Mais de 761 mil eleitores da Guiné-Bissau são este domingo chamados às urnas para escolher o novo parlamento, numas eleições que visam pôr fim à crise política que o país atravessa há mais de três anos.Os eleitores vão poder votar em mais de três mil mesas de voto distribuídas pelos 29 círculos eleitorais da Guiné-Bissau.

As urnas abriram às 7h00 locais (mesma hora em Lisboa) e encerram às 17h00.

Agentes das brigadas de votação, um pouco por todo lado, na Guiné-Bissau queixam-se de falta de elementos de segurança nas mesas de voto e em algumas zonas indicam uma baixa afluência dos eleitores, que regra geral, preferem votar no período da tarde.

A rádio Capital FM está a noticiar, citando os correspondentes no interior do país, que a população “aparece a conta gotas” nas mesas de voto.
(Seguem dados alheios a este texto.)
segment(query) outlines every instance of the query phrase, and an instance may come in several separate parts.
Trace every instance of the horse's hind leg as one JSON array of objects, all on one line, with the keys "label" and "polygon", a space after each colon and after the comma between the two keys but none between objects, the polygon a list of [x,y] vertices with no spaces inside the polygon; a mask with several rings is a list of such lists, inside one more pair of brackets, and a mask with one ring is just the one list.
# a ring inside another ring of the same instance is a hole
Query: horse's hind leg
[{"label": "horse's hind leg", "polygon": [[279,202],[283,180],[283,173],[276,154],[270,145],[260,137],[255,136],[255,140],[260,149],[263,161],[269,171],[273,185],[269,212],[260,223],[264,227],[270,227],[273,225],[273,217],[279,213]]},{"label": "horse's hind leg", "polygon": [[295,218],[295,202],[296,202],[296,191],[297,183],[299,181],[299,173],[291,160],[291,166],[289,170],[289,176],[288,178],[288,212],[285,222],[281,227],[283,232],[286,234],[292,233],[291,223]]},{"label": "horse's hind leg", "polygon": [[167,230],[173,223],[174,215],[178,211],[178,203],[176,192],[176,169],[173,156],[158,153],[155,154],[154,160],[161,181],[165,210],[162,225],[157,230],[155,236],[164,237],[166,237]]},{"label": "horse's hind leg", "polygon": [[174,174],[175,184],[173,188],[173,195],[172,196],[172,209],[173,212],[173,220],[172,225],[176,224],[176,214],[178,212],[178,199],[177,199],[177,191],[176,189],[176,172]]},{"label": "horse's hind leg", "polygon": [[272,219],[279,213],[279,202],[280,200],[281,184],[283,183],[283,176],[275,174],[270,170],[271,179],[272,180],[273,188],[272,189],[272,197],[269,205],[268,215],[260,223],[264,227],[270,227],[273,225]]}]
Por exemplo, numa mesa em Quinará, onde devem votar 340 eleitores, só estavam na fila cerca de 40 pessoas, uma hora após a abertura da assembleia do voto.

Os agentes do escrutínio indicaram aos jornalistas que, no interior, os cidadãos só aparecem para votar no período da tarde, após os trabalhos no campo da lavoura ou depois das lides domésticas.

Em Bissau, as queixas prendem-se com falta de agentes de segurança nas assembleias de voto.

Fonte da Guarda Nacional disse à Lusa que não foi possível cobrir todas as mesas de voto por falta de agentes.

Uma equipa constituída pela polícia de Ordem Pública, Guarda Nacional e soldados da força oeste africana de manutenção da paz na Guiné-Bissau (Ecomib) tem no terreno seis mil elementos.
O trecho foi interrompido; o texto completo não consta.